From: jimruttshow8596
Introduction
The field of machine learning (ML), particularly deep neural networks, represents a significant shift in scientific methodology, moving towards data-driven approaches with practical applications, often outpacing traditional theory-driven science [00:02:52]. This “bifurcation” in science highlights a division between paradigms focused on prediction and those on understanding [00:03:03].
Data-Driven vs. Theory-Driven Science
Initially, all scientific endeavors begin with data collection [00:02:12]. However, a distinction can be made between “fine-grained paradigms of prediction,” which utilize large models with practical value, and “coarse-grain paradigms of understanding,” focused on fundamental theories [00:02:52]. Historically, physical science was fortunate to have a conjunction of both, where fundamental theory proved very useful [00:03:05].
However, in certain complex domains, data science has achieved significant breakthroughs where traditional theory-driven methods have fallen short. Two prominent examples include:
- Protein Folding: AlphaFold, despite being developed by a relatively small group with “a shitload of computation,” vastly outperformed previous methods of protein folding without providing direct theoretical insight [00:04:47]. Traditional computational chemistry efforts, which had considered protein folding the “Fermat’s Last Theorem” of the field, struggled for decades [00:04:26].

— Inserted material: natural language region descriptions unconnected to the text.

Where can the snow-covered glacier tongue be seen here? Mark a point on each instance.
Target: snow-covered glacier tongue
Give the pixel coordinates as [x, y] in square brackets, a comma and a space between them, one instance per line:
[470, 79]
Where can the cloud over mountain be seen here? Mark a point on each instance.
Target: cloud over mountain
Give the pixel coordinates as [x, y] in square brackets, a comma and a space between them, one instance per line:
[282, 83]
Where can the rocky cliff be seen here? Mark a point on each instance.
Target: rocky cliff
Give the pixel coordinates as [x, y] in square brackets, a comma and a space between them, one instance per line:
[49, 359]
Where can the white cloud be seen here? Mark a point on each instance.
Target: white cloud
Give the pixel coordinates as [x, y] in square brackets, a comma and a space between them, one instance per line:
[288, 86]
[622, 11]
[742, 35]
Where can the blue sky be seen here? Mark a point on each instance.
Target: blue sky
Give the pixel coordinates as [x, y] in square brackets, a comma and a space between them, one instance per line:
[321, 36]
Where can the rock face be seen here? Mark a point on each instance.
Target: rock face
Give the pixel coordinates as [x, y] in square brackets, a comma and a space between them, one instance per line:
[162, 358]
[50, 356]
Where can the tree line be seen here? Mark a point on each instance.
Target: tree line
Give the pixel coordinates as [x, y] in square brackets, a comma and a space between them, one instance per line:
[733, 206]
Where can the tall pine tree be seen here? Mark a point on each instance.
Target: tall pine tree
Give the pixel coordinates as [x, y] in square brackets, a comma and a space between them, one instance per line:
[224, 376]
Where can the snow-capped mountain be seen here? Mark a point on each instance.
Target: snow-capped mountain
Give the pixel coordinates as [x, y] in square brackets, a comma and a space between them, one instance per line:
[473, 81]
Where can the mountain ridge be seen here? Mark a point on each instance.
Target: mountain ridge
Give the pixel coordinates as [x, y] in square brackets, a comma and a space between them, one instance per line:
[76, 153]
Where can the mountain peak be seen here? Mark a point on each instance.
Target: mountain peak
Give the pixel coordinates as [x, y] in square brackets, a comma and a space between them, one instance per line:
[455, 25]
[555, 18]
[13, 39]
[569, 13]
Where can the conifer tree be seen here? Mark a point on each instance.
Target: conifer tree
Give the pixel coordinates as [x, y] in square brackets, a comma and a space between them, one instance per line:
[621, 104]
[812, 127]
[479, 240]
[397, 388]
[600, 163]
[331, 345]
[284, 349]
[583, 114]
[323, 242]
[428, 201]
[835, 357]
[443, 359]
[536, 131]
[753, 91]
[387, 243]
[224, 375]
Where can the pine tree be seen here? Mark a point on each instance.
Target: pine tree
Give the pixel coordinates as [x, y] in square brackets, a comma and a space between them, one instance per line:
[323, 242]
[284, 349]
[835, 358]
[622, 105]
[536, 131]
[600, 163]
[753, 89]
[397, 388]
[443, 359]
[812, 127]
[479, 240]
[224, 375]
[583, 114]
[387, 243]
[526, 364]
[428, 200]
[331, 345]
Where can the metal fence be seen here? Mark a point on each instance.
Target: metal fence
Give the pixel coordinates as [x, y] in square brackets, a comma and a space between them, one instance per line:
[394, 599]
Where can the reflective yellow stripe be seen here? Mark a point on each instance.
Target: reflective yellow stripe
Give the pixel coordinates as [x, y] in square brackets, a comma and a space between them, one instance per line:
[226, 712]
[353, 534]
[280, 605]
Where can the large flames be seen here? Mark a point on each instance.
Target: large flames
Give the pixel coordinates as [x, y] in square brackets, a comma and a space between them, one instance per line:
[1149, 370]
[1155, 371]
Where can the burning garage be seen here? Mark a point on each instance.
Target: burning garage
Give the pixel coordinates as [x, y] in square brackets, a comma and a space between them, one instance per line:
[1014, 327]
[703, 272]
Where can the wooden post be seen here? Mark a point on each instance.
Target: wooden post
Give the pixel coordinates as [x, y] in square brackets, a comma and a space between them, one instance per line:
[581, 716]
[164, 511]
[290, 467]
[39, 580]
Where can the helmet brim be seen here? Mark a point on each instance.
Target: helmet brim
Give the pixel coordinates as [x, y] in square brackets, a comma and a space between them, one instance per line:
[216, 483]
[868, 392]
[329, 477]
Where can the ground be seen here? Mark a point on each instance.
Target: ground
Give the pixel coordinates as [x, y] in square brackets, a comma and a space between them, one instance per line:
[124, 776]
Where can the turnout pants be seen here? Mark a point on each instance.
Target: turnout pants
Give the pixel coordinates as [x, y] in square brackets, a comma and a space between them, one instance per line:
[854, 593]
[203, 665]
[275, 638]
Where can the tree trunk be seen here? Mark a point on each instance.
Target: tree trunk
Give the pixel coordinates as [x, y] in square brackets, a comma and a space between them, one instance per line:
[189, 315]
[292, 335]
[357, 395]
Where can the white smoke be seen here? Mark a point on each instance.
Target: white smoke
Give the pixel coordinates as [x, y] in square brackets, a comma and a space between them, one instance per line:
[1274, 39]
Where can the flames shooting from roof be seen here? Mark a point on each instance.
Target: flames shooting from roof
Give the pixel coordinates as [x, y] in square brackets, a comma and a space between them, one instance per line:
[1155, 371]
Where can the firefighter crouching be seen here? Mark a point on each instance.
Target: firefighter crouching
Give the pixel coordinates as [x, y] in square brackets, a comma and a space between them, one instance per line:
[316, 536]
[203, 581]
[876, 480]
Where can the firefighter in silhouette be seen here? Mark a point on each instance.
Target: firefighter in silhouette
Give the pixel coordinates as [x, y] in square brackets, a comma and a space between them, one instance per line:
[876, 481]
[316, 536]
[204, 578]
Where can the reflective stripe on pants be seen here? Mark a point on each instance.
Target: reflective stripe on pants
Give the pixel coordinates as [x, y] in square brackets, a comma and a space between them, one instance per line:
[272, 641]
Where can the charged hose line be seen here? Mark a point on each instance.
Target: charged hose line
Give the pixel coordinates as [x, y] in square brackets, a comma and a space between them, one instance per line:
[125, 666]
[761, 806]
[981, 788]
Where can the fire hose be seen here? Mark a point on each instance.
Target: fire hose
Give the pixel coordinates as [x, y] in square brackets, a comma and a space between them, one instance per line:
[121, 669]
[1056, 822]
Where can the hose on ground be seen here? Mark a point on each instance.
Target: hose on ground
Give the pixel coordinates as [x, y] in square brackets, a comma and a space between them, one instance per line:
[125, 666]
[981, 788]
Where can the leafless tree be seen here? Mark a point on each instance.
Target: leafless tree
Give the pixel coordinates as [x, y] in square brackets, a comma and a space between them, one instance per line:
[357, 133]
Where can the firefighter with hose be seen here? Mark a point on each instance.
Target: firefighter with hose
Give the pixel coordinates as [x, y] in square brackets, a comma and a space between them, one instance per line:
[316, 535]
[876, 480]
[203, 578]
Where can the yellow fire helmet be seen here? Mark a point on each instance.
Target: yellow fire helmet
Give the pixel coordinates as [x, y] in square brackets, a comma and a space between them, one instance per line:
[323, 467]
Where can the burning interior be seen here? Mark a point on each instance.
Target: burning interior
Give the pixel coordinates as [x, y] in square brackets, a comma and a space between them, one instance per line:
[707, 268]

- Language Understanding: Traditional computational linguistics, relying on rule-based parsers, made limited progress in understanding the “only marginally lawful nature of human language” [00:05:13]. In contrast, “Transformer Technologies” coupled with “Brute Force data and Brute Force computation” have yielded “unbelievably powerful language models” [00:05:38]. These models provide little initial insight into mechanisms but generate numerous examples that can be analyzed through induction and abduction [00:06:03].
Historical Context of Neural Networks
The origins of neural networks are not rooted in induction, as commonly perceived today, but in deductive frameworks from the 1940s [00:06:33].

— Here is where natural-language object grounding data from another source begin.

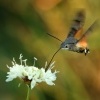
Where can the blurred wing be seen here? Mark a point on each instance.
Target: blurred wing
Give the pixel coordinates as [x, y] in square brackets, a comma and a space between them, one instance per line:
[77, 23]
[89, 30]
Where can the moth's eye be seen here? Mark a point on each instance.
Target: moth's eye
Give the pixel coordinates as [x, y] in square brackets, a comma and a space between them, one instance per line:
[66, 46]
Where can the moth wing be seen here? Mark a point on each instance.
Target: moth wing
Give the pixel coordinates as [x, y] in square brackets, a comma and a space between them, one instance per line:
[83, 41]
[77, 23]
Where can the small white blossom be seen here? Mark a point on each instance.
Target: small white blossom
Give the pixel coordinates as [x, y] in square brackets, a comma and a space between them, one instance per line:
[31, 75]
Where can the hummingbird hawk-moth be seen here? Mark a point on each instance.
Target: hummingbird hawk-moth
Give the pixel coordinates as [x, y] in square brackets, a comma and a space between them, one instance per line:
[71, 43]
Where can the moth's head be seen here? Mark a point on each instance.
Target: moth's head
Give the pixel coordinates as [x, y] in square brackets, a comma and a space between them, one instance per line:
[65, 46]
[86, 51]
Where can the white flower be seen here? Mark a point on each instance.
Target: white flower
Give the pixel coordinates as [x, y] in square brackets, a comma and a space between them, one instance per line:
[31, 75]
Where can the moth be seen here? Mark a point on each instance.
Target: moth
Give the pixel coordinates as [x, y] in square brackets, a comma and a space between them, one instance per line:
[71, 43]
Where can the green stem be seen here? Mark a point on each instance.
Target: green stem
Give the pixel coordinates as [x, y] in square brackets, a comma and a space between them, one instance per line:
[28, 91]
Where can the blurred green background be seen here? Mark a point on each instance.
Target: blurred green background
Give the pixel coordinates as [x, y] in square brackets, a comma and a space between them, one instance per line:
[23, 28]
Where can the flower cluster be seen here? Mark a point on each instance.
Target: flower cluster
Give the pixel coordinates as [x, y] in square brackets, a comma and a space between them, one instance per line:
[31, 75]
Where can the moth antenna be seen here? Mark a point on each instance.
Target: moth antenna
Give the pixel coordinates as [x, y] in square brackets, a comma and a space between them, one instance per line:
[54, 37]
[51, 59]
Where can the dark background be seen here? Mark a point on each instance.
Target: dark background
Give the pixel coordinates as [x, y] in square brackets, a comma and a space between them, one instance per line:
[23, 28]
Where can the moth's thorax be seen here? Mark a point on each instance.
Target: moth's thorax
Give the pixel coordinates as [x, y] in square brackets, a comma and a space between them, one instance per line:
[69, 42]
[82, 44]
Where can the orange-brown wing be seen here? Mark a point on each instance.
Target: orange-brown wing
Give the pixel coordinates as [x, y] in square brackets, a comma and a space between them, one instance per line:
[77, 23]
[82, 41]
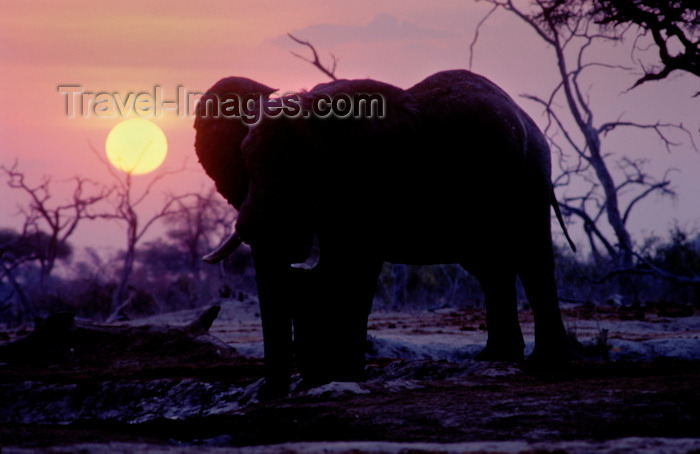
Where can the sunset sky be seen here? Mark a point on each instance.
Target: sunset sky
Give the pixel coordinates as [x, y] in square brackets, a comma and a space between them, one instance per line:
[133, 46]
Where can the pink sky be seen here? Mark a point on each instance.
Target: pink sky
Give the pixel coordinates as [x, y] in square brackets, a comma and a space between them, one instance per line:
[131, 46]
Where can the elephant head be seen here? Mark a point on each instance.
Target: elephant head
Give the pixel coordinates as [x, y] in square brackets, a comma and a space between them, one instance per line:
[218, 139]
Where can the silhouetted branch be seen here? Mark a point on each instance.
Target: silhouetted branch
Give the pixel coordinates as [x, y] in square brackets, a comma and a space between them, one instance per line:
[330, 72]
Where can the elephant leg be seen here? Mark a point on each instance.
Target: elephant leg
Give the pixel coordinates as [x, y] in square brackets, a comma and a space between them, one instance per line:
[274, 284]
[331, 331]
[552, 344]
[505, 339]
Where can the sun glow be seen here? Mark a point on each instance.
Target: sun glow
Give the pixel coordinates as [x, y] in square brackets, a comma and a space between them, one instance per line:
[136, 146]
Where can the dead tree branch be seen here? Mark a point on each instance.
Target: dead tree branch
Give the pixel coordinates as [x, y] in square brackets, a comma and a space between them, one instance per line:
[330, 72]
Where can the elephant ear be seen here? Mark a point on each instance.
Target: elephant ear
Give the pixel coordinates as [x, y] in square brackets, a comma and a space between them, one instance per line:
[218, 138]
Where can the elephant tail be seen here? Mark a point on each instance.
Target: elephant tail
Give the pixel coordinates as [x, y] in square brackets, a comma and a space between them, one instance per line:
[557, 211]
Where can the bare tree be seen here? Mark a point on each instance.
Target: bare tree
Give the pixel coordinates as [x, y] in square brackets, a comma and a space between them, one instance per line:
[578, 137]
[672, 24]
[53, 223]
[125, 201]
[330, 72]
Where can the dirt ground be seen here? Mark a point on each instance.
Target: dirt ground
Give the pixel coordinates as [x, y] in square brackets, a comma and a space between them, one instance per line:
[177, 391]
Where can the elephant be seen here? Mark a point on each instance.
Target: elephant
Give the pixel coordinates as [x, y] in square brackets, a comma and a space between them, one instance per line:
[453, 171]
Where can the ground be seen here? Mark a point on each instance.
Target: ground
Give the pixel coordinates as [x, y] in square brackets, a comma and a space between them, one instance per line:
[179, 389]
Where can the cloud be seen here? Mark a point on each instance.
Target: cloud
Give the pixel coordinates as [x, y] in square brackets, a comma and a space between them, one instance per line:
[381, 29]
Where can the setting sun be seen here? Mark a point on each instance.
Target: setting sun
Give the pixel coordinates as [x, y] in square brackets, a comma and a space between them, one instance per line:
[136, 146]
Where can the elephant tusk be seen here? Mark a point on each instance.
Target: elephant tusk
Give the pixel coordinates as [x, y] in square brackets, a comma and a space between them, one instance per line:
[225, 249]
[312, 260]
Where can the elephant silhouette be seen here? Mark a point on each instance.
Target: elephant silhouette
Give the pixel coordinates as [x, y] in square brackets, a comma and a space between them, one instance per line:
[450, 170]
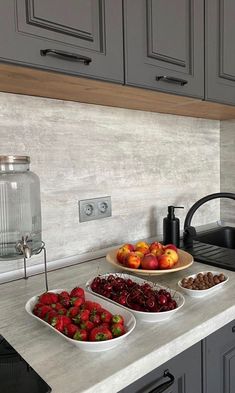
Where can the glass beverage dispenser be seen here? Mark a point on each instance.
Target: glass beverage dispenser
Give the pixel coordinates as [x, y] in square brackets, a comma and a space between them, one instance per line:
[20, 209]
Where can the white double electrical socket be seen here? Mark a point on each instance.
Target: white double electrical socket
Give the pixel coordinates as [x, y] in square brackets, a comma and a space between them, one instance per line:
[95, 208]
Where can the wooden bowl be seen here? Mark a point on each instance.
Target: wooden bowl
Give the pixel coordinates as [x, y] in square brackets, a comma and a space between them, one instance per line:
[185, 260]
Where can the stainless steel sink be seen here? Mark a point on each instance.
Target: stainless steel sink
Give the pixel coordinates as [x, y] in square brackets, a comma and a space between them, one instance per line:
[221, 237]
[214, 247]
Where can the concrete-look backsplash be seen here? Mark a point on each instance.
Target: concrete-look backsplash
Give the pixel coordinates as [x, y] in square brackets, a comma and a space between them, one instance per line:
[145, 161]
[227, 152]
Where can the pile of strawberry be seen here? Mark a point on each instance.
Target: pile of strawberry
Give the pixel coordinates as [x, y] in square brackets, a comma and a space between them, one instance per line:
[83, 320]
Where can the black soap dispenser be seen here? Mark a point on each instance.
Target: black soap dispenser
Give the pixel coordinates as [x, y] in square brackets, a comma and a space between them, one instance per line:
[171, 227]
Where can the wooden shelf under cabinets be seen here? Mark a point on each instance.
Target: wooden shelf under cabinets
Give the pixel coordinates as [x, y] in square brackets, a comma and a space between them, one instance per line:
[29, 81]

- Early Development: The modern understanding of induction stems from David Hume in the 18th century, who focused on associations, believing humans and their created world were not rational through deduction [00:06:46].
- Statistics and Error Reduction: The development of statistics in the 19th and early 20th centuries by figures like Fisher, Neyman, and Pearson, arose from the need to reduce error in measurements in fields like celestial mechanics [00:07:02]. These inductive mathematical frameworks focused on parameter estimation, a concept still central to modern neural networks [00:07:54].
- McCulloch and Pitts: In the 1940s, Warren McCulloch (neurophysiologist interested in grounding epistemology in neurons) and Walter Pitts (a young genius interested in logic) converged their interests [00:08:17]. Pitts, at 12, found errors in Whitehead and Russell’s Principia Mathematica, an attempt to ground mathematics in logic [00:09:00]. Their 1943 paper was a “weird conjunction” of Boole’s laws of thought and the Principia, aiming to understand how a brain might reason propositionally [00:10:01]. Thus, the early history of neural networks was about deduction and logic, closer to symbolic AI [00:10:19].
- Fusion and Growth: The fusion of these deductive neural network concepts with inductive statistical methods began in the 1970s and 1980s [00:10:42]. The real breakthrough came in the 1990s with “big data” and Graphics Processing Units (GPUs), leading to the complex landscape of technical phenomena seen today [00:10:53].
Evolution and Breakthroughs in Neural Networks
Early neural networks faced significant challenges:
- AI Winter: The “AI winter” was partly due to criticisms of neural networks’ mathematical capabilities, such as their inability to solve non-linear separability problems like the XOR function [01:11:56]. Marvin Minsky and Seymour Papert’s 1969 book on perceptrons argued that overcoming these limitations would require deep neural networks, which were then considered infeasible due to the “too many parameters to train” problem [01:12:10].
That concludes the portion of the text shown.